Les sept kilomètres de bitume en plein cagnard s’étirent avec longueur, mais la récompense est au bout. « Bessans, Bessans, 4h30 d’arrêt ! » Ravitaillement de denrées fraîches chez Sherpa, passage en boulangerie et Poste, grignotage de quelques délectables provendes et le reste du temps se passe à attendre sagement mon tour dans la minuscule laverie automatique du village. Afin de mettre à profit cet important repos forcé je rédige les notes de quelques journées passées et bientôt oubliées, sagement assis dans la laverie avec pour seul vêtement un caleçon cachant ma nudité. Une cliente qui jusque là m’avait vu sale, malodorant mais habillé ressent un petit choc en me voyant penché dans la machine avec ce seul caleçon sur moi ! Rassurée de ne pas avoir à faire à un exhibitionniste pervers, nous discutons de la région, de randonnée et de ma balade comme si de rien n’était durant quinze bonnes minutes !
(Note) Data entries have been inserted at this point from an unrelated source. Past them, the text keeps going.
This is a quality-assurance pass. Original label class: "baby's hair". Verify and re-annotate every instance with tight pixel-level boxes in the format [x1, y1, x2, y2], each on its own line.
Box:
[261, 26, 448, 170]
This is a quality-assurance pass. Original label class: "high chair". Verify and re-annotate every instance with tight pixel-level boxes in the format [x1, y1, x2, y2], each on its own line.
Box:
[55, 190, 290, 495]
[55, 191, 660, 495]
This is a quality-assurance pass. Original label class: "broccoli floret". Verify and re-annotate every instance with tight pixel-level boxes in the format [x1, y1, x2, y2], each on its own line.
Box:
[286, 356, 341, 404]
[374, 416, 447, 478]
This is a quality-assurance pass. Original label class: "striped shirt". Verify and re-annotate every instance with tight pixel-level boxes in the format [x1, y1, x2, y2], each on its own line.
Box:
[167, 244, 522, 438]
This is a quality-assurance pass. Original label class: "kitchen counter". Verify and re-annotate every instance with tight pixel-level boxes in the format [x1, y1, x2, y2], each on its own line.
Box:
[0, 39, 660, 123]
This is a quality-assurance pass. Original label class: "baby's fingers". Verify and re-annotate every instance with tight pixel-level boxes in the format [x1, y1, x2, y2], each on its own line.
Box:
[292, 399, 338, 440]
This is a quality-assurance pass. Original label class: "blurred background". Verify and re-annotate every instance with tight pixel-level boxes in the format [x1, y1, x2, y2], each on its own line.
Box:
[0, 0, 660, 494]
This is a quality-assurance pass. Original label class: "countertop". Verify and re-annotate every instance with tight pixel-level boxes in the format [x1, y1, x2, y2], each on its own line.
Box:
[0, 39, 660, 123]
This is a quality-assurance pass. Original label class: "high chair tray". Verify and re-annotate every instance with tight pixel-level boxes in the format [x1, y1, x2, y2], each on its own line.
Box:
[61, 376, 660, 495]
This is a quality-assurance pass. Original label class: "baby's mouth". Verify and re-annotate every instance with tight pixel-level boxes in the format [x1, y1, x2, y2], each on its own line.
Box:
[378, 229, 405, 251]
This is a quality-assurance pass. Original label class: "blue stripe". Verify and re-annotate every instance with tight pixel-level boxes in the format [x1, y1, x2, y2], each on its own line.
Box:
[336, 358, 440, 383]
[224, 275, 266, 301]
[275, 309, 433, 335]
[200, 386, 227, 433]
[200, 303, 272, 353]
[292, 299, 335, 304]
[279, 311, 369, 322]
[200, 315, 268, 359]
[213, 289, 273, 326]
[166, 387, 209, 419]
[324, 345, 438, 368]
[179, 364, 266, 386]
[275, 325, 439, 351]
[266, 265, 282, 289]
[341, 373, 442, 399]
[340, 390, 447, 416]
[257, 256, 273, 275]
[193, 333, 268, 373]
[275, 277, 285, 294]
Bessans, petite commune de montagne jouie de beaucoup moins de cachet que sa « démoniaque » voisine Bonneval. Cependant, à Bessans on a su habilement domestiquer le diable et s’en faire un allié puisqu’il est devenu l’emblème du village. Ici, on le rencontre partout dans les vitrines, sur les façades des maisons, ou dans la fontaine de la place. L’histoire remonte au siècle dernier, à l’époque, un dénommé Vincendet avait une dent contre son curé. Le malotru fabriqua un diable en bois tenant sous son bras un curé et alla déposer la sculpture caricaturale sur la fenêtre du prêtre. Celui-ci se doutait assurément de l’origine d’un tel geste, car il alla à son tour poser la statuette sur la fenêtre de Vincendet. Le manège dura plusieurs jours jusqu’à ce qu’un voyageur de passage observa la statuette sur la fenêtre de son créateur et lui proposa de l’acheter. Ce fut l’origine de la commercialisation du diable de Bessans. Une autre légende court sur le Pont du Diable, mais elle est plus fastidieuse à résumer. Avant de quitter Bessans, je vous invite à parcourir ses ruelles et à contempler le magnifique calvaire de bois sculpté des symboles de la passion du Christ, juste au pied du tertre abritant l’incomparable chapelle Saint Antoine. Sous un typique toit de lauzes, elle renferme un trésor de plafond polychrome typique de la Renaissance, des sculptures ainsi qu’un livre d’heures alpin. Les personnages qui tapissent la façade extérieure prônent sans effort ni contrainte l’apaisement du monde et la fin des maux.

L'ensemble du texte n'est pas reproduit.